The specific assignment of error for Dilworth asserts and he contends it was not shown he committed the criminal act in South Dakota and for Flake that he had anything to do with the act of transferring the funds in California where a crime may have occurred. Defendants misconceive the reach of an embezzlement charge. The principal place of business of Commonwealth, of which defendants were officials, was Minnehaha County where its books and records were located and where, in contemplation of law, funds were received and held by its treasurer. It was the duty of its officers to account to the corporation in that county. If an officer was out of the county and, by reason of his position as an officer, came into possession of the funds or improperly disbursed them in some other county or state, this would make no difference. Mangham v. State, 11 Ga.App. 427, 75 S.E. 512, cited in State v. Teutsch, 80 S.D. 462, 126 N.W.2d 112, on another point. The Mangham opinion in considering a similar situation as to venue of embezzlement said:"The embezzlementthat is, the taking and carrying away with intent to steal would be where his duty as an official called upon him to make an official accounting, and to pay into the treasury of the company the money which came into his possession as such official. "It would be absurd to hold that, if a president of a bank located in the city of Atlanta, in the county of Fulton, should go to New York City, where his bank keeps an account, and draw from that bank the funds of the bank of which he is the official head, and in New York City deposit the funds thus drawn to his individual credit, the embezzlement of the money of the bank would take place in the city of New York."
That is our view.
The evidence supports the verdicts and the judgments appealed from are therefore affirmed.

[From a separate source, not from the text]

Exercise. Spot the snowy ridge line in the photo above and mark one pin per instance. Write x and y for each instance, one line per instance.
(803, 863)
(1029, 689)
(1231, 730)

All the Judges concur.NOTES
 Where the criminal indictment was based on the same claimed unlawful acts as the civil action, Chief Judge Lumbard for the court in United States v. Simon, 2 Cir., 1967, 373 F.2d 649, wrote: "It could hardly be contended, and appellees do not contend, that the prosecution in the Southern District could be enjoined from using the deposition testimony given by the appellee (defendant) Simon before the Southern District indictment was returned." Cf. United States v. American Radiator & Standard San Corp., 3 Cir., 1967, 388 F.2d 201. Under Point IV, Dilworth argues Exhibit 15 was not admissible because the question of who owned or controlled SBIC on December 9, 1964, was not "in any way" involved in the California hearing nor were the issues the same, thus indicating no connection with that hearing and this action and the voluntary nature of the statements there made. See also Simmons v. United States, March 18, 1968, 390 U.S. 377, 88 S. Ct. 967, 19 L. Ed. 2d 1247, opinion by Mr. Justice Harlan, Note 23.
 Mention is made there is no index of exhibits as required by Supreme Court Rule 71 of 1939, SDC 1960 Supp. 33.0743 (6).
 Neither Linbec nor SBIC was authorized to do business in California.